Processing Energy Plus outputs. COP and?



I’m about to present some data from my energy model and need to know if there are additional processes I need to perform similar to the COP calculations.

I have been wondering if my total heat load is accounting for internal gains through lighting, people, and equipment. Is this accounted for or do I need to subtract these units?

I also assume that my total heating and cooling is accounting for solar gain. I have tested this and believe it is.

Anything else I’m missing to get good numbers out?



I am not sure if I am understanding your question but energyplus is running an energy balance calculation that accounts for all of the terms that you see in this chart:…

If you are looking for output heating and cooling in units of electricity/fuel rather than heating/cooling load, I suggest that you run your modyl with a real HVAC system instead of the default ideal air loads as you see in this example file:…

This will likely be much more accurate than multiplying your ideal air loads by a COP.



Hi Chris,

COP depends on temperature e.g. in some building codes there are 2 minimum COPs required (T1,T3). What’s the accurate way in such cases? Would it make sense to make 2 groups of months or hours with average temperatures close to T1 and T3 and then divide each group’s energy loads by corresponding COP? Is there any way to calculate it fast and accurate?

Thank you


@AryanShahabian ,
If you know what you are doing, rough calculations of the COP like what you mention can be decent ways of approximating energy use. However, the state of the art in energy modeling practice is to model fully detailed HVACs that use chiller objects in the energy simulation file.
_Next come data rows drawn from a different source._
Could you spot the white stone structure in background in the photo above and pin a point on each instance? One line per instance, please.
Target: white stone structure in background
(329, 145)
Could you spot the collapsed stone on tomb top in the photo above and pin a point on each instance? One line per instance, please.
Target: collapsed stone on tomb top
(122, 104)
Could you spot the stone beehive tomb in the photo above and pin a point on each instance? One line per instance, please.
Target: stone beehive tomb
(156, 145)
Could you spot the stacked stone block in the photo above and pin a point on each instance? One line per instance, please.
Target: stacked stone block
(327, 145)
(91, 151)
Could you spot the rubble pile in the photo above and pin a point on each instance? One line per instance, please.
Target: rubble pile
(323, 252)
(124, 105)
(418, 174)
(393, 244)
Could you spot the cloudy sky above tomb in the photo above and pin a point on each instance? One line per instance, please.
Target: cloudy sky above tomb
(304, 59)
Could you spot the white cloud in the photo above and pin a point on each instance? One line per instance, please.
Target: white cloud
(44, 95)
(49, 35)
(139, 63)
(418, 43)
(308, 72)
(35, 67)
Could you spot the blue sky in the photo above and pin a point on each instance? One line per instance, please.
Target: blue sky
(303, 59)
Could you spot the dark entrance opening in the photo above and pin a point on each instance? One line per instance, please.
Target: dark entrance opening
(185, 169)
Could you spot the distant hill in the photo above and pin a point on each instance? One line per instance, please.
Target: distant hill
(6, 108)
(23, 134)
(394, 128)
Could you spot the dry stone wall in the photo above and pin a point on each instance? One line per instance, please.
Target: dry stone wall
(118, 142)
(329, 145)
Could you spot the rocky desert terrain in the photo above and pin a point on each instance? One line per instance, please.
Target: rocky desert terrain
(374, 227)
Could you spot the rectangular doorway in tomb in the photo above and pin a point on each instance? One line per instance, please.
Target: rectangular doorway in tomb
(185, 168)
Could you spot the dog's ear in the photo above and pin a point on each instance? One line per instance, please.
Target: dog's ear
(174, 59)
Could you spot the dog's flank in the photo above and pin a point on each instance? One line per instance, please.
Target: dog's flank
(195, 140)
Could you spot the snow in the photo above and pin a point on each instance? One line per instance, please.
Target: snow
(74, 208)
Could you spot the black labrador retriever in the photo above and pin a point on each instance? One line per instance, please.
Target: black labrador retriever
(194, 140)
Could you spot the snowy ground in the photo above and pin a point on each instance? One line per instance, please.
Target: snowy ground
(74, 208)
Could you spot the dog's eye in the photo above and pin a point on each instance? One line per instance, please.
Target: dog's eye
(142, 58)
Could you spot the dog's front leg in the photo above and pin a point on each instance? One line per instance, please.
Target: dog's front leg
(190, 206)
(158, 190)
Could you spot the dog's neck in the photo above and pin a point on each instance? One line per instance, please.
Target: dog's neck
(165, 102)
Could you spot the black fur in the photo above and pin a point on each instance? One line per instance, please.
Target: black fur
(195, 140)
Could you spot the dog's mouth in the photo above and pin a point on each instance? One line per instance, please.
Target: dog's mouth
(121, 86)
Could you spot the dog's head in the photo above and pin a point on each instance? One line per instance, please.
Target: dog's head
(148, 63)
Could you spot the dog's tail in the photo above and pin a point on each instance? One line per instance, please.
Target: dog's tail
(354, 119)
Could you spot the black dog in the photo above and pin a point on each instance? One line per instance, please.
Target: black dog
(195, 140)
Such chiller objects are defined by curves (literally just polynomial equations), which calculate the COP as the simulation is running at every timestep of the calculation. They do this calculation using the outdoor air temperature, the temperature of the chilled water they are trying to make, the temperature of the water returning to the chiller, and the curve that you specify (which typically comes from manufacturer of HVAC equipment). Whenever you assign a system other than ideal air loads with the Honeybee_HVAC component, such chiller objects with default curves are being used. You can edit the coefficients of these curves within the OpenStudio GUI.

Let me know if that is clear.


Thank you @chris for your comment.
Let’s say for instance we want to analyze the impact of glazing ratio on energy efficiency of buildings (in a certain climate e.g. Dubai), regardless of their mechanical/HVAC systems. In other words we want to look at the problem from an architectural point of view.

On the one hand, if we use ideal air loads, the results won’t include any COP, and on the other hand, if we set mechanical/HVAC systems, we should involve so many parameters and do multiple simulations which are far from the aim.

Please have a look at the attached image. It shows 3 pages of a green building code in Dubai, explaining the minimum requirements of HVAC systems.

According to your experience, do you think if there is any way to avoid modelling multiple HVAC systems while being able to reach results ranging close to reality?